Incorporating work with salmon, beaver, and floodplain recovery projects, Wölfle Hazard weaves narratives about innovative field research practices with an affectively oriented queer and trans focus on love and grief for rivers and fish. Drawing on the idea of underflows—the parts of a river’s flow that can’t be seen, the underground currents that seep through soil or rise from aquifers through cracks in bedrock—Wölfle Hazard elucidates the underflows in river cultures, sciences, and politics where Native nations and marginalized communities fight to protect rivers. The result is a deeply moving account of why rivers matter for queer and trans life, offering critical insights that point to innovative ways of doing science that disrupt settler colonialism and new visions for justice in river governance.
Yeah I don’t believe a god damn word of that. I think the result is, on the contrary, an obnoxious change of subject from something that matters to something that is utterly trivial and narcissistic. Put it in a box and bury it.
After your preceding post, I looked for it on Amazon. Only $22 on Kindle, or if you need a nice gift for someone, you can get it in hardcover for $110. Amazon lets you “look inside” but, um, no. Three readers gave it a thumbs-up but nobody actually wrote a review. Maybe they only looked at the pictures.
The first time I read that, I thought she was actually working with the salmon and the beavers. Now that would be interesting!
River health management matters for all life; the only thing ‘trans’ and ‘queer’ have to do with it is that they are making it worse by unnecessarily pissing dangerous hormones into the water table.

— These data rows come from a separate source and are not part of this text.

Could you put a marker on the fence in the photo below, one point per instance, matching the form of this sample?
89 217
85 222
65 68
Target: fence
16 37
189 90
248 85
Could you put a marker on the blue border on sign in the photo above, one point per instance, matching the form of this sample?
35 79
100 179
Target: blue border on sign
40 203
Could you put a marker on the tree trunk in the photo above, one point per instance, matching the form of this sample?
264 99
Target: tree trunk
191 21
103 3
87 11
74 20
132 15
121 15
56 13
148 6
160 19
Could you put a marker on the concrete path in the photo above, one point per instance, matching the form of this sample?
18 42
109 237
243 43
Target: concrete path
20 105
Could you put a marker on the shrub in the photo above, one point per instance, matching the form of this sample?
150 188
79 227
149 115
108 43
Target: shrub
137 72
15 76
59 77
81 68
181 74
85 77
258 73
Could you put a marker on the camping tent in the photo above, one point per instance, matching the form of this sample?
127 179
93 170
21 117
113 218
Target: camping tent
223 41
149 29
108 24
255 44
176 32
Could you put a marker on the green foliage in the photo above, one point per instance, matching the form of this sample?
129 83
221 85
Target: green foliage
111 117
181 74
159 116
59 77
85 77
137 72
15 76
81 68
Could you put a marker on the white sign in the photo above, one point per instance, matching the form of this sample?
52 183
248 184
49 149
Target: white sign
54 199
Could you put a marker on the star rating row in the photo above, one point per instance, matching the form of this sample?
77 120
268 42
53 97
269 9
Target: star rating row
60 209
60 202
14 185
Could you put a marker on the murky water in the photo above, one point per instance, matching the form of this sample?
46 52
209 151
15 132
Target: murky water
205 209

All along we’ve been calling the Mississippi a river, but has anyone ever thought to ask it if it identifies as a creek?
Or, even more disturbingly, a slough? Wouldn’t that be embarrassing.
Oh dear, what if all these years we’ve been genociding (ripariciding?) our waterways.
.
There aren’t a lot of books that I’ve given up on, but two that I’ve done so with recently* were both non-fiction ones in which the authors decided it was vital to inject themselves into the stories they were telling, placing themselves between me and the subject matter about which I had mistakenly thought I’d be reading. I know that there’s always going to be some degree of this with any subject, but these instances were obviously trying to be self-conciously “literary.” I found each’s approach to be intrusive and disruptive. Interestingly, after the fact, many of the critical reviews on Amazon had felt the same way about each writer’s style. There were plenty of five star reviews of each, so there were lots of people who enjoyed these books, but they both just rubbed me the wrong way, so they weren’t for me. Maybe I just wasn’t in the right mood or frame of mind, but a swing and a miss from one side of the page or the other. I can’t imagine how much more insufferable a book would be combining irrelevent self-centeredness, needlessly overblown vocabulary and delusional, bullshit politics. All the more frustrating if the subject matter would otherwise be important and interesting.
* The books in question were David Hoare’s Albert and the Whale: Albrecht Dürer and How Art Imagines Our World and Rebecca Giggs’ Fathoms: The World in the Whale.
Why does that make me think of Underoos?